2.2. De conclusie is dat het hoger beroep gegrond is en de uitspraak van het Gerecht moet worden vernietigd.
2.3. Doende hetgeen het Gerecht had behoren te doen, beoordeelt het Hof de bestreden beschikking van 15 april 2004 aan de hand van de daartegen in eerste aanleg voorgedragen beroepsgronden.
2.4. Appellante heeft aangevoerd dat, nu de definitieve premieaanslagen over voormelde jaren wegens overschrijding van de aanslagtermijn achteraf door de SVB zijn vernietigd, ook de voorlopige premieaanslagen over die jaren voor vernietiging door de SVB in aanmerking komen.
2.4.1. De SVB heeft zich in de bestreden beschikking terecht op het standpunt gesteld dat de definitieve en de voorlopige premieaanslagen als aparte, op zichzelf staande, aanslagen dienen te worden gezien en dat de vernietiging van de definitieve aanslagen over voormelde premiejaren wegens termijnoverschrijding niet zonder meer meebrengt dat ook de opgelegde voorlopige aanslagen over die jaren moeten worden vernietigd. Daarbij heeft zij terecht mede in aanmerking genomen dat de aanslagtermijn ertoe strekt premieplichtigen zekerheid te bieden dat zij niet na geruime tijd worden overvallen met betalingsverplichtingen en dat premieplichtigen die waarborg niet behoeven voor betalingsverplichtingen, waaraan is voldaan, althans die hun tijdig kenbaar zijn gemaakt door middel van een voorlopige aanslag. Voorts heeft zij hierbij terecht in aanmerking genomen dat de voorlopige aanslagen niet hoger zijn dan de totaal verschuldigde premie over voormelde jaren.

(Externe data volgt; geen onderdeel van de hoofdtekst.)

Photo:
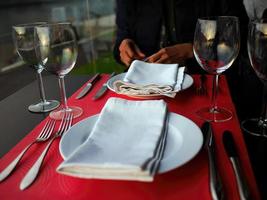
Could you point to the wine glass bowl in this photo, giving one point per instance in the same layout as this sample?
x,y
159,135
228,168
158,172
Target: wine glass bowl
x,y
56,48
23,37
216,46
257,51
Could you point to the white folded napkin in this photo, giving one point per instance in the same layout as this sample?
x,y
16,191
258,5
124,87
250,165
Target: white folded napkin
x,y
123,144
145,78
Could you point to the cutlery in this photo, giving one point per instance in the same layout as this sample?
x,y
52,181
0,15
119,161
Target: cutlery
x,y
231,151
103,89
201,89
215,184
42,137
88,86
28,179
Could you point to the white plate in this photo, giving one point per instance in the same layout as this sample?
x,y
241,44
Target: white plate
x,y
188,81
184,140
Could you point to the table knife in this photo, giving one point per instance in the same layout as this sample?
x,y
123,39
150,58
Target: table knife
x,y
231,151
215,184
88,86
103,89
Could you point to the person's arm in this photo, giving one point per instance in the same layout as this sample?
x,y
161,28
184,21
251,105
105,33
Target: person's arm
x,y
125,49
129,52
173,54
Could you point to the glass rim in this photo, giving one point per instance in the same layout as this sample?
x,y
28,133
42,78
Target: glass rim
x,y
218,17
51,24
30,24
258,21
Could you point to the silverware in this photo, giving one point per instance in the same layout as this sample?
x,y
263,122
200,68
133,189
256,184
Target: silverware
x,y
215,184
202,89
103,89
42,137
88,86
33,172
231,151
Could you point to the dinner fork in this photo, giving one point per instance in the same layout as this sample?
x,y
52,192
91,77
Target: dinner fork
x,y
42,137
201,89
28,179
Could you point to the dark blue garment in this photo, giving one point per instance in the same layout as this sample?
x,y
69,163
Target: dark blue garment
x,y
141,20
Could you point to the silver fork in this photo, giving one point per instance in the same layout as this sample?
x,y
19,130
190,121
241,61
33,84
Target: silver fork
x,y
42,137
33,172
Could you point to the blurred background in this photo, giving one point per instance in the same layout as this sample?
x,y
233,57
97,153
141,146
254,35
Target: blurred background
x,y
94,21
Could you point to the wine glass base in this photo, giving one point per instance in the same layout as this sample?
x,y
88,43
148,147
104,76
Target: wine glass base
x,y
214,115
254,127
44,106
58,114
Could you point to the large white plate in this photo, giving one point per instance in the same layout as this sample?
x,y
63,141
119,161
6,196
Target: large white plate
x,y
188,81
184,140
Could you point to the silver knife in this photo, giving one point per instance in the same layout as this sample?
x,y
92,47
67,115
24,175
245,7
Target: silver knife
x,y
103,89
88,86
215,184
230,147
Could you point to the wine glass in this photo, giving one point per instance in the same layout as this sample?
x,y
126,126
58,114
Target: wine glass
x,y
257,50
23,37
216,46
56,48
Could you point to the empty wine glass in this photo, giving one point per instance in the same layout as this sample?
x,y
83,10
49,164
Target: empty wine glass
x,y
257,50
56,48
216,46
23,37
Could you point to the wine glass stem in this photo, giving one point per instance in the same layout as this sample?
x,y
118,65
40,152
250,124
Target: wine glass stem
x,y
62,92
41,85
263,118
214,93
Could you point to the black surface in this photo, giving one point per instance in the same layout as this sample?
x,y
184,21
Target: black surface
x,y
15,119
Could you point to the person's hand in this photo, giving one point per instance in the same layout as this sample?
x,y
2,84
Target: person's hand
x,y
129,51
172,54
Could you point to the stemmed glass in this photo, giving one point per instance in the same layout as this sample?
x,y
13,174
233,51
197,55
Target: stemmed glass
x,y
216,46
257,50
56,48
23,37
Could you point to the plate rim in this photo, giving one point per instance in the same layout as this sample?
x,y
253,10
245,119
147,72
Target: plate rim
x,y
197,147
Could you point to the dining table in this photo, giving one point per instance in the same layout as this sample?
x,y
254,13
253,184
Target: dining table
x,y
19,127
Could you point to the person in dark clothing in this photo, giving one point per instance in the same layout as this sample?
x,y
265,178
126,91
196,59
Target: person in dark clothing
x,y
162,30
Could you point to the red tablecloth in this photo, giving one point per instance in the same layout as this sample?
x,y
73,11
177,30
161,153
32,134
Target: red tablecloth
x,y
187,182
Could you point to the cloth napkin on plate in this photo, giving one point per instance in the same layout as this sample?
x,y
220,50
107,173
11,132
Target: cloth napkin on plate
x,y
151,79
123,144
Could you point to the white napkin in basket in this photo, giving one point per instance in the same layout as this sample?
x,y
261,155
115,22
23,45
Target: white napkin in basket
x,y
126,143
145,78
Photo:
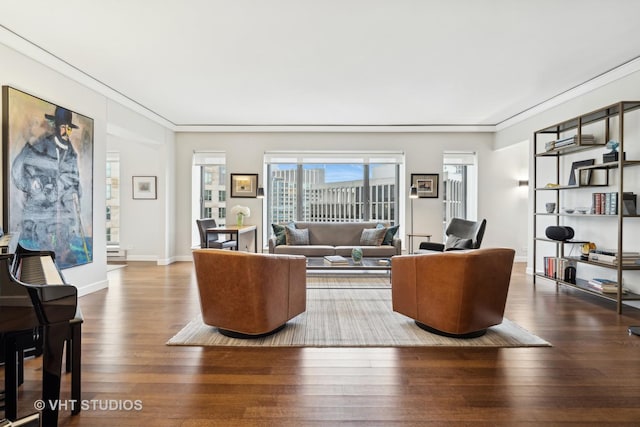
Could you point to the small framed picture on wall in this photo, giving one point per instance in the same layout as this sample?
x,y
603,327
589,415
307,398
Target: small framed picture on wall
x,y
426,183
244,185
144,187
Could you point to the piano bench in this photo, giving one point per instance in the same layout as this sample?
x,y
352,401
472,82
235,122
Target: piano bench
x,y
16,344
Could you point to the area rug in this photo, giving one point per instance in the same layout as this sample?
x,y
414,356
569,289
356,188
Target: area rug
x,y
344,280
348,317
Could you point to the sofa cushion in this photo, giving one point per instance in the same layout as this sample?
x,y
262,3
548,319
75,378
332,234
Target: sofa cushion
x,y
455,242
335,233
388,237
372,236
382,251
307,250
278,231
296,236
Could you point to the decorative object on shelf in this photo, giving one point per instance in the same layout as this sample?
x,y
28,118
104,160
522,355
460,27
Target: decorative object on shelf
x,y
586,248
550,207
144,187
576,177
629,203
617,178
240,212
244,185
426,184
570,274
356,255
612,156
559,232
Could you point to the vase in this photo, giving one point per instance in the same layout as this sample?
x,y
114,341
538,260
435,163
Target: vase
x,y
356,255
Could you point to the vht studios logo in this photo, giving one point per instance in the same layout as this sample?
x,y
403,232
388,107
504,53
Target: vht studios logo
x,y
89,405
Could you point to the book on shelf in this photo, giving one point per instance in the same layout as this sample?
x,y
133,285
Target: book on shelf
x,y
629,259
556,268
335,260
606,286
586,139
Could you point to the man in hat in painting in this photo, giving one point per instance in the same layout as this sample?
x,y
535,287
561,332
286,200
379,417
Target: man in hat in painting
x,y
47,172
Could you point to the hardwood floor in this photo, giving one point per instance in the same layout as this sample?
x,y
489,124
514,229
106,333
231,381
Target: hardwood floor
x,y
591,375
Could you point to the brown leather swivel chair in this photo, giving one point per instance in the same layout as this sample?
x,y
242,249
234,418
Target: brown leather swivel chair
x,y
459,293
249,295
212,240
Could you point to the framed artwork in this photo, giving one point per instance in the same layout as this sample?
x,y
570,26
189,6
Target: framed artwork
x,y
244,185
426,183
47,177
584,179
145,188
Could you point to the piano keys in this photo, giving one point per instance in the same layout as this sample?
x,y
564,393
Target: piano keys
x,y
24,307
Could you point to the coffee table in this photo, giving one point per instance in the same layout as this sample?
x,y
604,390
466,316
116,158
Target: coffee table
x,y
367,263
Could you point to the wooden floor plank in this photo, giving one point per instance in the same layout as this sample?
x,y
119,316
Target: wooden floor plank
x,y
591,375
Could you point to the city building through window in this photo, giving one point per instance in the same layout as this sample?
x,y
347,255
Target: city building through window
x,y
333,187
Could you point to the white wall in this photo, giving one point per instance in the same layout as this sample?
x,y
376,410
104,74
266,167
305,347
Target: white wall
x,y
626,88
423,152
31,77
146,148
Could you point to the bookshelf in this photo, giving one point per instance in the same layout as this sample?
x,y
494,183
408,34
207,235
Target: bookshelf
x,y
569,164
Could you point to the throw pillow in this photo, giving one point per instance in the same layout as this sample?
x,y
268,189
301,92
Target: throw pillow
x,y
372,236
281,237
455,242
297,236
388,237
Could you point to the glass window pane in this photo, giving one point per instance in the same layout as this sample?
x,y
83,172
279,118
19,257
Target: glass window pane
x,y
283,203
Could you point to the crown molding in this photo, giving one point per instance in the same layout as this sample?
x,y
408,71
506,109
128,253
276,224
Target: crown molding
x,y
603,79
337,128
29,49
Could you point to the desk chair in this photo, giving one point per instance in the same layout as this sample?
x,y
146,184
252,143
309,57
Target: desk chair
x,y
212,240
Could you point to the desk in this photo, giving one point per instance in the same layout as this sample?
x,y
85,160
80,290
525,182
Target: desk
x,y
410,237
236,232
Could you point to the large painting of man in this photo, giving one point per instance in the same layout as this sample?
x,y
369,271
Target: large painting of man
x,y
48,177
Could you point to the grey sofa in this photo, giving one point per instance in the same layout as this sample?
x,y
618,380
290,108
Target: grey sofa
x,y
335,238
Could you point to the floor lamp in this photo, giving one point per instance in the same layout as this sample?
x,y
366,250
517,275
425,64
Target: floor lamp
x,y
260,195
413,194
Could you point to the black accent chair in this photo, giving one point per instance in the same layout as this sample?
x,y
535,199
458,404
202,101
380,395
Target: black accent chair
x,y
212,240
461,234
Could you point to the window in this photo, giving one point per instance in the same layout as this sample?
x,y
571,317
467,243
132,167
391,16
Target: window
x,y
112,214
333,186
209,188
460,186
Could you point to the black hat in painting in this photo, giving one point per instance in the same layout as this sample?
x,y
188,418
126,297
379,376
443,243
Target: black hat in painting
x,y
62,116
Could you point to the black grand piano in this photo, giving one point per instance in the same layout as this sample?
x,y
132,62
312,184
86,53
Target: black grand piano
x,y
36,308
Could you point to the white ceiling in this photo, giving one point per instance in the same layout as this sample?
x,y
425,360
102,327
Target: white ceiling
x,y
333,62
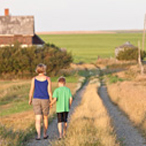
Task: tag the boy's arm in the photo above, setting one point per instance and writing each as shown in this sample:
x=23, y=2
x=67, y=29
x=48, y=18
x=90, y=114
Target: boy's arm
x=53, y=101
x=31, y=91
x=70, y=102
x=50, y=89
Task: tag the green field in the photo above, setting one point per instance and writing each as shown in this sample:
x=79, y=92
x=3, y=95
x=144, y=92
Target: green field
x=87, y=47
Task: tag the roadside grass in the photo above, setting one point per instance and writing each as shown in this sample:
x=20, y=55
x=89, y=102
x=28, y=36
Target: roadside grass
x=114, y=79
x=90, y=124
x=87, y=47
x=16, y=116
x=130, y=97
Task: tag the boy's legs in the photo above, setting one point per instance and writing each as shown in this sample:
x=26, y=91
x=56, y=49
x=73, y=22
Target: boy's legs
x=38, y=125
x=65, y=117
x=45, y=119
x=64, y=128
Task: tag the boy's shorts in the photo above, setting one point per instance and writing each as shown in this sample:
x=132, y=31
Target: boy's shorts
x=40, y=106
x=62, y=117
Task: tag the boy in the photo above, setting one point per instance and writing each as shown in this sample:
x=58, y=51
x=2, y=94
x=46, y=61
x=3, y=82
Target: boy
x=62, y=95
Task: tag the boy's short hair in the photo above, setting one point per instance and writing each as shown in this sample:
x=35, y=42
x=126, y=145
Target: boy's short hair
x=41, y=68
x=62, y=80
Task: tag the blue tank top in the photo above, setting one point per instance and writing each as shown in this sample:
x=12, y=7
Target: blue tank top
x=41, y=89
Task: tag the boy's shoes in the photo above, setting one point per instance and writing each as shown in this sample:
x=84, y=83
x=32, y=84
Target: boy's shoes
x=46, y=137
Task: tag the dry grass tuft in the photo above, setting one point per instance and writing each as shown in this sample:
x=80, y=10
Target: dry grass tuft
x=130, y=96
x=90, y=124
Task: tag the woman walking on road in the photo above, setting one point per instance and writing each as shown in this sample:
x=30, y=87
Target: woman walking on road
x=41, y=92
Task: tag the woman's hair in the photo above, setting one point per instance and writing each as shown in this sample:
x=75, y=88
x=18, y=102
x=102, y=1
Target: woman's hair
x=62, y=80
x=41, y=68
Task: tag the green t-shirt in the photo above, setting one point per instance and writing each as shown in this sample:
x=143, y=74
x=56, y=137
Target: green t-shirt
x=63, y=95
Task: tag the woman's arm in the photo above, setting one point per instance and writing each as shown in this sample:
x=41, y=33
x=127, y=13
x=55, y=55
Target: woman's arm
x=53, y=101
x=31, y=91
x=50, y=89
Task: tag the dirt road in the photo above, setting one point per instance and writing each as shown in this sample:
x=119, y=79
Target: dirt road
x=126, y=133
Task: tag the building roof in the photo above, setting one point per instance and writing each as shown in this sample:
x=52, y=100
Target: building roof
x=17, y=25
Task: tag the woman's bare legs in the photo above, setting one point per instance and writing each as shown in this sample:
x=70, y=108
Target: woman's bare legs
x=38, y=125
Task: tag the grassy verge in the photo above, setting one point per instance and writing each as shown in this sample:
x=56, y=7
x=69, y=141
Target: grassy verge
x=90, y=123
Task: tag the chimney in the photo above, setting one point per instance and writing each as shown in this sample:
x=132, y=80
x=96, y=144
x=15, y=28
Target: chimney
x=6, y=12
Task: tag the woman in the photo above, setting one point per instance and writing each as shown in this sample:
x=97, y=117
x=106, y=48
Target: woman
x=41, y=91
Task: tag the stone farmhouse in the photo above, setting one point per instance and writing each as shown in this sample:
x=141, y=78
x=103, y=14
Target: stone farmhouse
x=18, y=28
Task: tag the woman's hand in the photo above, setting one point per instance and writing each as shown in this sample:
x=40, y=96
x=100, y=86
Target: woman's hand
x=30, y=102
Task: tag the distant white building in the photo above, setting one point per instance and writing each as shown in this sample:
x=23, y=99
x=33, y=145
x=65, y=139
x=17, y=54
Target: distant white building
x=18, y=28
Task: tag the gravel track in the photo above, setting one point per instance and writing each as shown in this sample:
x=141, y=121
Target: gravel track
x=52, y=129
x=126, y=132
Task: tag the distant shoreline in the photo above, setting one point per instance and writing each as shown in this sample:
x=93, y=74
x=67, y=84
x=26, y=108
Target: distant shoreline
x=90, y=32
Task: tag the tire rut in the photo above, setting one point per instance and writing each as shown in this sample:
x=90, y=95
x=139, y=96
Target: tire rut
x=52, y=129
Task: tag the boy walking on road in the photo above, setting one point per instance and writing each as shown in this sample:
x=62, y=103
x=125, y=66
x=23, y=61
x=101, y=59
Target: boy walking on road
x=62, y=95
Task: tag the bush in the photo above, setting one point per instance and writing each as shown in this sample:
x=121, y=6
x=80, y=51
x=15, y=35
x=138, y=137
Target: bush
x=130, y=54
x=16, y=60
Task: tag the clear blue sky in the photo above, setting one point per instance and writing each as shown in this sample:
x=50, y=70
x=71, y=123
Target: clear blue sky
x=70, y=15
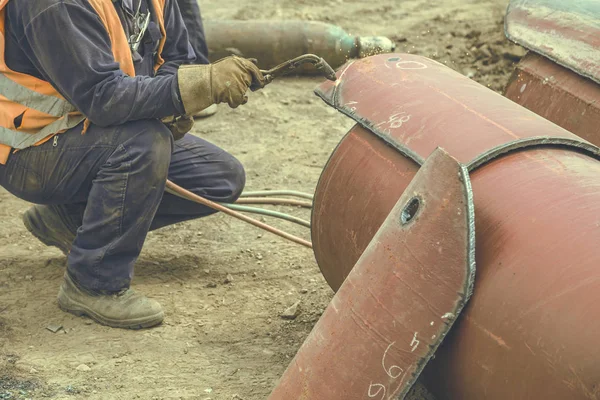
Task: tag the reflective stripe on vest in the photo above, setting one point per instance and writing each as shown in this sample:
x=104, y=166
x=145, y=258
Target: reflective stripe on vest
x=38, y=109
x=22, y=140
x=50, y=105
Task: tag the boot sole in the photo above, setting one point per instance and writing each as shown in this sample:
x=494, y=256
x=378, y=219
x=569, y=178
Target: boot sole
x=31, y=228
x=73, y=307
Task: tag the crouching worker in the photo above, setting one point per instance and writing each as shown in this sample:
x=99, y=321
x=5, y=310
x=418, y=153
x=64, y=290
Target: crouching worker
x=85, y=89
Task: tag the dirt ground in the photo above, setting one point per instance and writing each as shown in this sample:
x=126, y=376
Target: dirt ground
x=222, y=340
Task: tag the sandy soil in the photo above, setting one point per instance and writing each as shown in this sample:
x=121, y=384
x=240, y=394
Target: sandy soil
x=224, y=340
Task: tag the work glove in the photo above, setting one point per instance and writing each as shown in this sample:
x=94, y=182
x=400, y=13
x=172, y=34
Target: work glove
x=225, y=81
x=178, y=126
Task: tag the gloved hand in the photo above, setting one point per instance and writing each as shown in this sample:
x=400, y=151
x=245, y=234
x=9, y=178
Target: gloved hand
x=178, y=126
x=225, y=81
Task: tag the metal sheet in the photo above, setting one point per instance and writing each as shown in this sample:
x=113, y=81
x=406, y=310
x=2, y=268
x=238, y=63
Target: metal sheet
x=557, y=94
x=567, y=32
x=401, y=298
x=528, y=331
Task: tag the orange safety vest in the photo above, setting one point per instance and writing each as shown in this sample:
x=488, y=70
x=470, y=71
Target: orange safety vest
x=40, y=111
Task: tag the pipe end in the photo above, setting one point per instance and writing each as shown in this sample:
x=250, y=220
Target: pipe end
x=372, y=45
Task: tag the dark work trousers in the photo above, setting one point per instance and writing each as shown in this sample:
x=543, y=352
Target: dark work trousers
x=192, y=18
x=111, y=181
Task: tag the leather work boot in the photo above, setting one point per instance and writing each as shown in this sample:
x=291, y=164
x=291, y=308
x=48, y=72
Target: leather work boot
x=51, y=226
x=124, y=309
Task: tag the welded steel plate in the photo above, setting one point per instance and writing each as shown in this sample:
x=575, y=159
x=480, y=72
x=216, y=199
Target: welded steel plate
x=400, y=299
x=565, y=31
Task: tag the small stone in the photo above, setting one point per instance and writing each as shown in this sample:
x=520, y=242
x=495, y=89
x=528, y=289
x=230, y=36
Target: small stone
x=291, y=312
x=54, y=328
x=83, y=368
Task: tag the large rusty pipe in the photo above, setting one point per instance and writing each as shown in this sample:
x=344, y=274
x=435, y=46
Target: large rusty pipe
x=531, y=328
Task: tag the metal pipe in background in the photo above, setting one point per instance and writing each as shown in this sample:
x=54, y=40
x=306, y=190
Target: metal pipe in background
x=274, y=42
x=531, y=329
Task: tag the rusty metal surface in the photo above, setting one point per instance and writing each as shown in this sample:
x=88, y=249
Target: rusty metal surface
x=567, y=32
x=527, y=332
x=557, y=94
x=401, y=298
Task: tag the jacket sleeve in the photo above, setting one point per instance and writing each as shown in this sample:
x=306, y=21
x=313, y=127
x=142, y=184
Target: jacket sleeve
x=177, y=48
x=69, y=45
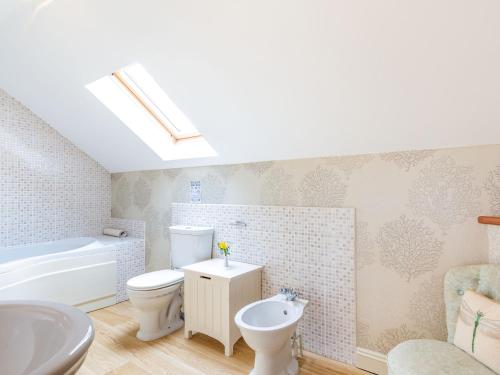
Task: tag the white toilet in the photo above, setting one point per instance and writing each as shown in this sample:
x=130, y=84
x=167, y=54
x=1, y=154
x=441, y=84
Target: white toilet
x=157, y=296
x=267, y=327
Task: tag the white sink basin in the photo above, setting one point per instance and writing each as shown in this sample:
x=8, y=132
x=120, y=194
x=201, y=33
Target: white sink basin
x=40, y=338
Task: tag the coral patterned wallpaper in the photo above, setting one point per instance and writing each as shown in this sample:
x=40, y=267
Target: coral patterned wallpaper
x=415, y=218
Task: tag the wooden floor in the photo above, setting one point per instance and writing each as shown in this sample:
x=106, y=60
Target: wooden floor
x=116, y=350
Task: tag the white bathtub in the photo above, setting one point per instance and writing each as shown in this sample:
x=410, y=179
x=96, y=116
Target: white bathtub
x=77, y=271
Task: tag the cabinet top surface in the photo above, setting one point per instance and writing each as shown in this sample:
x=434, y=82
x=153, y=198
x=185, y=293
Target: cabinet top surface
x=215, y=267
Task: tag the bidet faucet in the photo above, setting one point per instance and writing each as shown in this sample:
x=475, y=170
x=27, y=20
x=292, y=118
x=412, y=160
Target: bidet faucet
x=289, y=293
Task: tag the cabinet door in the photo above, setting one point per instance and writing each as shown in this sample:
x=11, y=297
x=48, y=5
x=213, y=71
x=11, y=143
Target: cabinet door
x=206, y=304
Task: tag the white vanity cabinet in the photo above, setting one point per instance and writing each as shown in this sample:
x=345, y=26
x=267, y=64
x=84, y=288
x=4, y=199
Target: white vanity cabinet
x=213, y=295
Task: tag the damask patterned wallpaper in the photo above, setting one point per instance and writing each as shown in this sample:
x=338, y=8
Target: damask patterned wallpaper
x=416, y=217
x=49, y=189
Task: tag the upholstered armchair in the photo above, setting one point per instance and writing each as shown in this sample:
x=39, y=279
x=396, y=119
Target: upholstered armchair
x=432, y=357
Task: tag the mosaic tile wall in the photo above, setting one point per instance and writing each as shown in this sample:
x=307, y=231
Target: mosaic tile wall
x=431, y=198
x=49, y=189
x=129, y=252
x=130, y=261
x=308, y=249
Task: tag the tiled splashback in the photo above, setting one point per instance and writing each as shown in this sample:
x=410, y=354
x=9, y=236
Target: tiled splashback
x=49, y=189
x=308, y=249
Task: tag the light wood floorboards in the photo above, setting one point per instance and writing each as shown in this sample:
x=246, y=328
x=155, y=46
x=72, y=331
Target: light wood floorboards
x=116, y=351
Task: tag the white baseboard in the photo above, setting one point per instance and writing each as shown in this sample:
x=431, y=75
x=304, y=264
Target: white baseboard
x=371, y=361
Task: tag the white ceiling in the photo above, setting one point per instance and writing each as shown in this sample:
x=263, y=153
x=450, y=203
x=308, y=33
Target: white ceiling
x=264, y=79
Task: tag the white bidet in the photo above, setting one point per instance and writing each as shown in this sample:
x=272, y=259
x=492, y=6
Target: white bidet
x=267, y=327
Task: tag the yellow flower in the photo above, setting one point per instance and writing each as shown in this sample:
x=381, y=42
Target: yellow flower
x=223, y=245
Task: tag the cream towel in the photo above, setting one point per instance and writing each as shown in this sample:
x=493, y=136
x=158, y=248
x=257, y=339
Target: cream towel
x=115, y=232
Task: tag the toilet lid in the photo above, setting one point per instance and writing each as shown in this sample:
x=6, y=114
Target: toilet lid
x=155, y=280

Het bij het Gerecht tegen de beschikking van 15 april 2004 ingestelde beroep is ongegrond.
2.5. Voor een proceskostenveroordeling bestaat geen aanleiding.
3. Beslissing
Het Gemeenschappelijk Hof van Justitie van de Nederlandse Antillen en Aruba
Recht doende in naam der Koningin:
I. verklaart het hoger beroep gegrond;
II. vernietigt de uitspraak van het Gerecht van 14 oktober 2004 in zaak LAR 2004/116;
III. verklaart het bij het Gerecht in die zaak ingestelde beroep tegen de beschikking van de Sociale Verzekeringsbank van 15 april 2004 ongegrond;
IV. verstaat dat de griffier aan appellante het door haar voor de behandeling van het hoger beroep betaalde griffierecht ten bedrage van NAF. 300,00 (zegge: driehonderd gulden) terugbetaalt.
Aldus vastgesteld door mr. W.P.M. ter Berg, Voorzitter, mr. R.W.L. Loeb en mr. A.W.M. Bijloos, Leden, in tegenwoordigheid van mr. M.E.B. de Haseth, griffier.
Voorzitter griffier
Uitgesproken in het openbaar op 30 mei 2005.